The film wants to be that currently fashionable thing: a 'retro' 80s style potboiler, in which there is no apology made for holes in the plot or paper-thin characters, as long as there are a few clapworthy dialogues and it can be described as "larger than life". But really, all that's larger than life in Singham is Devgn's muscles.
MEMORIES IN MARCH
Director: Sanjoy Nag
Starring: Deepti Naval, Rituparno Ghosh, Raima Sen
Sanjoy Nag's directorial debut – released in April 2011, and now on DVD – is billed as an English film (and it won the 2010 National Award in that category) but actually lets its characters switch easily between English, Bengali and Hindi. This freedom to transition between languages depending on context – one we take for granted in our lived experience, but so rarely grant to our cinematic characters – lends the film a rare lifelike quality.
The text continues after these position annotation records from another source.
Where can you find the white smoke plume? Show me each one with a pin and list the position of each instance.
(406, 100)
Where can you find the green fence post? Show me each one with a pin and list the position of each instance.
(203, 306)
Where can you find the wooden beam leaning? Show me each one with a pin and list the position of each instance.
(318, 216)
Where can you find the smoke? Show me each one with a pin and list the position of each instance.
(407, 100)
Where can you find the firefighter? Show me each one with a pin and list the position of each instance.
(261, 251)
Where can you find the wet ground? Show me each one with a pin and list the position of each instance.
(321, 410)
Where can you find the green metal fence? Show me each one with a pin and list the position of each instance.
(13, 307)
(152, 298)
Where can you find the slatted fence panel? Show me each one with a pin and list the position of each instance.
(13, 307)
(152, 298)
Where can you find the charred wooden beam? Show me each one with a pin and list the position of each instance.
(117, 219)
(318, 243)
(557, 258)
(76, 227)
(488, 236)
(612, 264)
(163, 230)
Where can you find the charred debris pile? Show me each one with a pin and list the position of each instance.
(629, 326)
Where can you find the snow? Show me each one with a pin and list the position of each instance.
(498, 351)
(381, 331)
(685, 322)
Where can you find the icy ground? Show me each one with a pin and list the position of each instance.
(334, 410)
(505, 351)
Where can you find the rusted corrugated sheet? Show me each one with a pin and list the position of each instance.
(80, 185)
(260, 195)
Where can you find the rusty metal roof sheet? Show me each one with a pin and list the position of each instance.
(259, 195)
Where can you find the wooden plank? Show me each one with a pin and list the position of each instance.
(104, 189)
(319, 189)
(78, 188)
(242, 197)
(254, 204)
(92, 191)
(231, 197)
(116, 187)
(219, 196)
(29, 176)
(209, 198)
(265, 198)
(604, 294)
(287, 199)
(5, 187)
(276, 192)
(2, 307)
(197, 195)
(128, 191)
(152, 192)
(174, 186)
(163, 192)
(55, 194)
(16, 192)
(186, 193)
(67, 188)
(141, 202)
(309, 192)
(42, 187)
Nag's film is also unusual in dealing with an 'issue' – social attitudes towards non-heterosexual relationships – without hitting its audience over the head with it.
Art curator Arati Mishra (Deepti Naval) arrives in Calcutta for the funeral of her son Siddharth, a successful young advertising executive who has died in a car accident the previous night. An aging but still remarkably graceful woman, very close to her son but independent enough to live her own life in Delhi, Naval's Arati is the personification of dignified grief. She is reluctant at first to accept the help proffered by her son's colleague Sahana (Raima Sen) and his boss Arnab (played by Rituparno Ghosh, who is also the scriptwriter), people she thinks of as strangers. But she soon finds out that it is she who is a stranger to a large chunk of her son's life: his sexuality, which she must now come to terms with.
Ghosh's script is, as is his wont, a talky one. There is no 'action' to speak of, just a series of conversations that happen entirely indoors. Along with the read-aloud letters, phone messages and voicemails, it can feel a bit clunky. It doesn't help that Ghosh has written himself dialogues that are tiresomely pedagogical (eg. a reference to aquariums brings on a rant about putting life into boxes), but he seems very much at ease playing himself. But it is Naval who shows again what a stupendous actress she is, moving from quiet dignity to shock, vulnerability, and eventually acceptance as she gets to know her son afresh, this time through his lover. Between Naval's able histrionics and Debojyoti Mishra's lovely score (reminiscent of his music for Raincoat), Memories cannot fail to move you.